Blurb from the author: So there is this 2-year-old marketing stunt that is doing its rounds again on social media. Many find him humorous and maybe even smart. Personally, I immediately saw some problems with it and found that it wasn't a laughing matter.
The Facebook post from which the images and the statement "Marketing Level 9999" come from was published on February 22, 2018 by a site called Pen Hitam.
It is unclear which company made it as Googling
The keywords in the ad didn't produce anything, and calling the number led
me directly to voicemail.
Nevertheless, Internet users are buzzing around
I thought again that I would share my thoughts on the situation because no
No matter how old it is, some less than honest companies could be as enthusiastic as one
positive thing and be encouraged to do a similar marketing stunt.

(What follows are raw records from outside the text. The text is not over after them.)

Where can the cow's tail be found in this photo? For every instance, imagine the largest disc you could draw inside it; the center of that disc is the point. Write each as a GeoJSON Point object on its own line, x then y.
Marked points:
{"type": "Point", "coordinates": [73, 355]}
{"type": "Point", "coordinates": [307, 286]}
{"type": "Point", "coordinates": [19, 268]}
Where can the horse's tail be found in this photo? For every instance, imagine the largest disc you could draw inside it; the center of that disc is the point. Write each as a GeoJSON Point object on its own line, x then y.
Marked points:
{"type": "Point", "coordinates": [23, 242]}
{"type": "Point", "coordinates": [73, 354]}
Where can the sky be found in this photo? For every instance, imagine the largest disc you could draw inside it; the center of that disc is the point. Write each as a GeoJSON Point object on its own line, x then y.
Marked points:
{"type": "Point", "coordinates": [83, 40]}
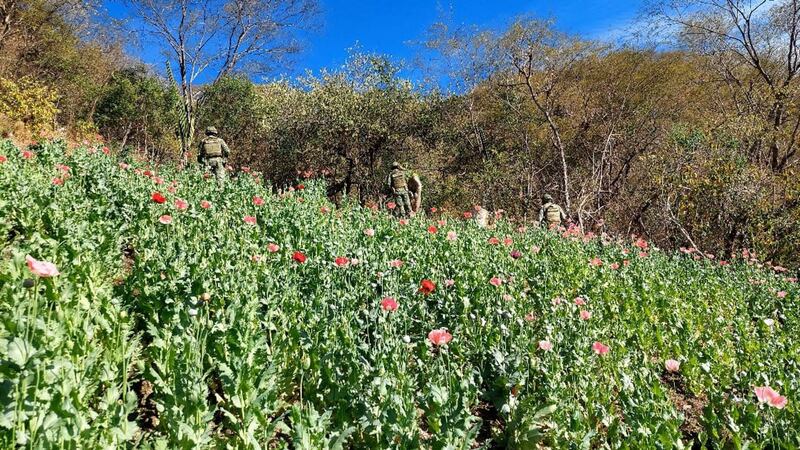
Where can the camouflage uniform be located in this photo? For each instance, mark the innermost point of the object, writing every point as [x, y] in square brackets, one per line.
[550, 214]
[398, 184]
[213, 154]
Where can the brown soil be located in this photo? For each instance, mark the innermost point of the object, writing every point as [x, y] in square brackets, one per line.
[688, 403]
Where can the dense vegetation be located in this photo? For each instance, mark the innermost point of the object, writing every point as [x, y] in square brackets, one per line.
[176, 314]
[692, 144]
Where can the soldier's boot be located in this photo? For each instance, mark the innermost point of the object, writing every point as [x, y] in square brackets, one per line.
[407, 204]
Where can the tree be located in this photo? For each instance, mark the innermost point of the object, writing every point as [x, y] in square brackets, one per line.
[754, 46]
[220, 36]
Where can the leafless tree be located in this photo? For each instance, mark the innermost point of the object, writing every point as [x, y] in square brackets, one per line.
[220, 36]
[756, 47]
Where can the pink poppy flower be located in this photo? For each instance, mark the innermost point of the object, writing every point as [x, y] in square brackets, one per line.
[766, 394]
[672, 365]
[299, 257]
[42, 269]
[440, 337]
[427, 287]
[389, 304]
[341, 261]
[599, 348]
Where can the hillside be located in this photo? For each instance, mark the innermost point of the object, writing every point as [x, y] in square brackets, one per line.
[210, 318]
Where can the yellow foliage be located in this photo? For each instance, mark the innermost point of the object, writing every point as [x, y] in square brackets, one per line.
[28, 102]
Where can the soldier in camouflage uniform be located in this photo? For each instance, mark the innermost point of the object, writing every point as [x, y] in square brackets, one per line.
[398, 185]
[213, 154]
[550, 214]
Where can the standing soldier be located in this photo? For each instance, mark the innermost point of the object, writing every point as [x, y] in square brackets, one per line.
[214, 154]
[550, 214]
[398, 185]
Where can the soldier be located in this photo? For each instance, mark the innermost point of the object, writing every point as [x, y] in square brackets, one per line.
[550, 214]
[214, 154]
[398, 185]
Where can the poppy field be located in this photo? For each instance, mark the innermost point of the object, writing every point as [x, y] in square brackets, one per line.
[147, 307]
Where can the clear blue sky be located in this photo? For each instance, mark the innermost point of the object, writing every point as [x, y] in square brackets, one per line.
[386, 27]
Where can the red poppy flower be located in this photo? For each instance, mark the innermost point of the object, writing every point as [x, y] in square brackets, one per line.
[342, 261]
[158, 198]
[440, 337]
[427, 287]
[389, 304]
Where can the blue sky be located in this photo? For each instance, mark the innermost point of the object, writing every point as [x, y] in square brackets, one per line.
[386, 27]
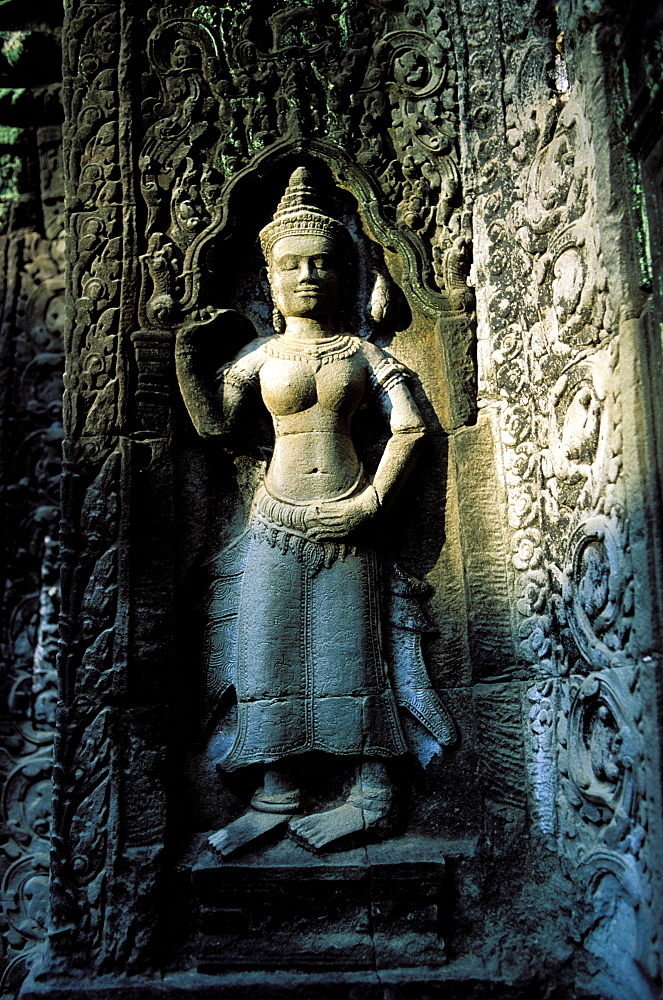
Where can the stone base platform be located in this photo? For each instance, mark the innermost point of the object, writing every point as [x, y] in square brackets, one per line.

However, before you conclude that I just don't have fun at parties, here are my 4 main arguments why we should actively discourage these types of ads.
1. Clickbait in physical form
In the 1.5k comments on the Facebook post
The majority of people found it strange that someone had been fooled
pick up what they thought was money.
On the contrary, I have not seen what was funny about it. I totally disagree with how this marketing tactic affects people's emotions. It's a clickbait in physical form that many of us don't appreciate if we fall for it personally.
Sure, the ad itself is innovative in that it differs from the others and definitely attracts attention.
But for some reason my mind goes on
back to the people who may have had to clear these ads from the streets.
These unsung heroes who keep our streets clean may be among the weakest in income and always struggle to make ends meet.
Think about how they might have taken up
the "money" to think that her day (or maybe even a week) was earned – until she
turned it over.
Second A marketing stunt at the expense of the environment
And since we're talking about keeping our streets clean, these ads simply add to the garbage heap that we already see on the sides of our streets.
Credit: Pen Hitam
Around 60% of the 32 million Malaysians already have no habit of properly disposing of their garbage, Minister of Housing and Local Government, Zuraida Kamaruddin, said in January 2019.
Do you really think we would choose these ads?
until they are properly disposed of? I bet on "no".
Garbage is not only ugly to look at, it also affects the environment in many ways.
These ads have probably drained toxic printers
Ink in the ground once it has been destroyed by the sun and rain, and if so
Washed away, they probably contributed to our clogged drains.
These advertisements were also printed
Paper (that would be wasted), so add it to the list of environmental crimes
that the company is committed to it.
Third Encourage Malaysians to play
Almost all forms of gambling are illegal
Malaysia, apart from licensed casinos and lottery services.
Online gambling is rather gray
Area, but ultimately it is also accepted as illegal.
But legally or not, I firmly believe that
Gambling can only bring bad luck. Unless you are a professional who makes a lot of money from competition
In poker or the like, the chances for an average person are most likely not
to their favor.
Still they do it. And ads like this
only encourage Malaysians to do more.
Some commentators (2 years ago) even asked the original poster why they didn't blur the number so people wouldn't be inclined to call and get involved in gambling.
Malaysia already has a fair share of social networks
Evil, and we shouldn't add gambling to this list.
4th It could be more dangerous than you think
I don't talk about it anymore
It promotes gambling. Instead, I'm thinking of the physical danger that
This ad could involve someone.
Imagine the wind could pick up these small pieces of paper and fly onto a high ledge or into a large drain.
Some people might notice it and think so
It was actually money. You could then put yourself in a dangerous situation
where they could fall from a great height or into the drain to recover the "money".
Children could be gullible and run across a busy street to get the "money" and put them at risk.
Credit: Pen Hitam
Yes, you could argue that I'm rethinking
it, but as Murphy's law states, "what can go wrong will go wrong," so
A situation is not a total impossibility.
– // –
In any case, the stunt may not have worked
as well as the company intended because it appears that this is not the case
ready for longer use.
Or maybe they received too many prank calls when the post went viral for the first time, and had to switch phone numbers and tactics.
Bottom line: What I really hope is that Malaysia's dismissive attitude toward this fraudulent marketing stunt doesn't encourage other companies to follow in their footsteps. Let us at least try to be creative and innovative without harming citizens and the environment.